After this amazing victory, the young woman worked with Blumhardt until her death many years later. On her tombstone was written, Jesus is Victor!
Blumhardt saw divine healing as a battle against the powers of darkness. When the battle was decisively won, Blumhardt too proclaimed, Christus Victor!
Christ is Victor! This revelation of the power of Christ to overcome the devil became the battle cry for Blumhardt’s ongoing work.
After this breakthrough event, healing and miracles began to happen regularly. Revival broke out in the small local parish, and people flocked to the church, with tears and lamentations, to find forgiveness and escape punishment for their sins. As is often the case, the manifestation of the supernatural brings a renewed awareness of the goodness of God—as well as sin and the need to be right with God.
About this, Blumhardt reported:
Everything concerning illness in my parish began to be changed. Seldom did a medical man appear in it; the people would rather pray....The general state of health became better than it was before.⁶
As word spread across Europe, many came to receive healing prayer from Blumhardt. In response, he opened the church manse to be a faith home where he could work with the sick ones and bring them into an atmosphere where they could receive healing. Those seeking healing at the home received Bible teaching, personal guidance and individual prayer sessions. He walked many of them through forgiveness prayers that brought much relief to them, and many were healed as a result.
RELIGIOUS INTOLERANCE
This explosion of the miraculous continued until the Lutheran ecclesiastical authorities—Blumhardt was a Lutheran pastor—ordered Blumhardt to cease praying for the sick. He reluctantly complied.

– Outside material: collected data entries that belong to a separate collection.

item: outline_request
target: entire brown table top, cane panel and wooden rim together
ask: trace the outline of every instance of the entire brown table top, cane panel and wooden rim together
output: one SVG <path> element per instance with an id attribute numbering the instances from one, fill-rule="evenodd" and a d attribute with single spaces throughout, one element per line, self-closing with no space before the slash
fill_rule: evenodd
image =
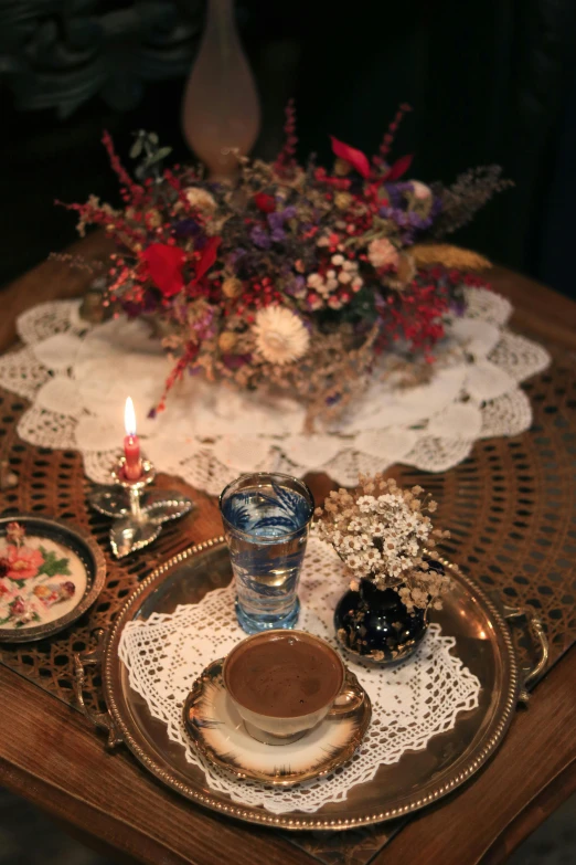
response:
<path id="1" fill-rule="evenodd" d="M 93 238 L 85 242 L 85 250 L 88 254 L 102 254 L 102 242 Z M 2 347 L 10 341 L 10 328 L 19 308 L 78 292 L 77 276 L 60 267 L 54 263 L 42 265 L 4 294 Z M 55 270 L 58 278 L 50 278 L 56 275 Z M 572 686 L 570 690 L 569 685 L 576 678 L 574 651 L 564 657 L 576 636 L 576 356 L 573 355 L 576 305 L 503 271 L 495 274 L 494 283 L 516 304 L 516 327 L 520 324 L 523 330 L 545 342 L 554 356 L 553 367 L 525 386 L 534 408 L 532 430 L 513 439 L 479 442 L 465 463 L 442 475 L 403 467 L 394 472 L 401 482 L 419 483 L 439 502 L 439 520 L 452 532 L 445 547 L 447 555 L 508 603 L 536 608 L 548 634 L 551 667 L 555 668 L 536 688 L 530 709 L 515 719 L 509 740 L 479 779 L 408 825 L 387 824 L 337 837 L 287 838 L 226 823 L 193 809 L 159 789 L 127 753 L 113 757 L 104 752 L 97 734 L 72 707 L 72 654 L 93 644 L 94 630 L 109 624 L 128 593 L 159 562 L 192 542 L 220 532 L 215 502 L 192 490 L 198 509 L 163 531 L 151 548 L 124 563 L 107 555 L 105 590 L 95 606 L 68 631 L 44 643 L 0 647 L 3 728 L 21 714 L 30 721 L 28 729 L 18 725 L 18 735 L 10 743 L 0 742 L 3 783 L 24 794 L 28 792 L 31 799 L 64 816 L 76 829 L 145 862 L 158 862 L 161 856 L 162 862 L 169 863 L 216 863 L 234 855 L 236 862 L 245 858 L 252 863 L 306 863 L 316 858 L 352 865 L 365 865 L 375 854 L 375 861 L 385 865 L 402 855 L 402 851 L 409 851 L 413 844 L 422 845 L 420 850 L 428 850 L 429 845 L 430 851 L 434 848 L 427 858 L 419 858 L 423 863 L 436 862 L 433 855 L 441 855 L 444 863 L 477 862 L 489 848 L 490 861 L 501 861 L 505 845 L 518 842 L 525 833 L 522 820 L 530 829 L 537 822 L 530 816 L 530 808 L 526 811 L 529 802 L 546 791 L 550 811 L 554 795 L 561 797 L 576 785 L 576 750 L 562 727 L 563 717 L 567 722 L 569 713 L 576 709 L 576 688 Z M 71 519 L 90 530 L 108 552 L 109 521 L 87 507 L 90 485 L 84 477 L 79 455 L 21 442 L 15 424 L 23 402 L 0 391 L 0 458 L 9 460 L 21 476 L 14 490 L 0 493 L 0 510 Z M 318 497 L 330 488 L 329 479 L 323 476 L 311 478 L 311 483 Z M 160 484 L 186 489 L 174 478 L 160 478 Z M 529 660 L 532 647 L 523 632 L 518 631 L 515 639 L 519 653 Z M 100 698 L 98 686 L 94 674 L 85 694 L 94 708 Z M 554 722 L 551 718 L 548 727 L 561 725 L 556 734 L 553 729 L 546 732 L 540 729 L 542 718 L 548 718 L 548 713 L 554 713 Z M 57 741 L 50 741 L 51 736 Z M 524 752 L 520 751 L 520 763 L 524 760 L 525 767 L 514 781 L 514 772 L 522 769 L 518 766 L 519 736 L 525 743 Z M 41 747 L 43 738 L 46 747 Z M 529 747 L 529 740 L 538 743 Z M 545 770 L 541 767 L 535 772 L 535 749 L 552 745 L 554 759 L 548 760 L 551 764 Z M 66 753 L 72 753 L 72 758 L 66 760 Z M 60 778 L 57 773 L 53 778 L 55 762 L 62 763 Z M 87 764 L 89 777 L 82 771 Z M 32 794 L 30 787 L 26 790 L 31 780 L 35 782 Z M 114 787 L 106 790 L 110 782 L 119 788 L 125 784 L 124 795 Z M 487 783 L 488 791 L 494 784 L 503 788 L 506 808 L 501 802 L 502 790 L 492 789 L 488 798 L 484 791 L 481 801 L 489 822 L 470 831 L 468 821 L 478 809 L 479 788 Z M 54 787 L 58 788 L 57 797 Z M 546 813 L 546 806 L 541 804 L 540 811 Z M 446 826 L 448 816 L 451 843 L 442 845 L 438 834 L 446 833 L 435 835 L 435 823 Z M 463 846 L 455 848 L 458 838 Z"/>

However, people continued to attend his services, and many were still healed. After some time of seeking the Lord, Blumhardt resigned from his church, left his denominational oversight, and purchased a building that could be used for a faith home. It was called Bad Boll. Because of his favor with the king, the king personally contributed the funds to restore the building, which had been a gambling resort and a health spa. This new facility was able to house about one hundred sick people at a time!
Blumhardt made it plain that sickness is an enemy that should be viewed with indignation and strong resistance.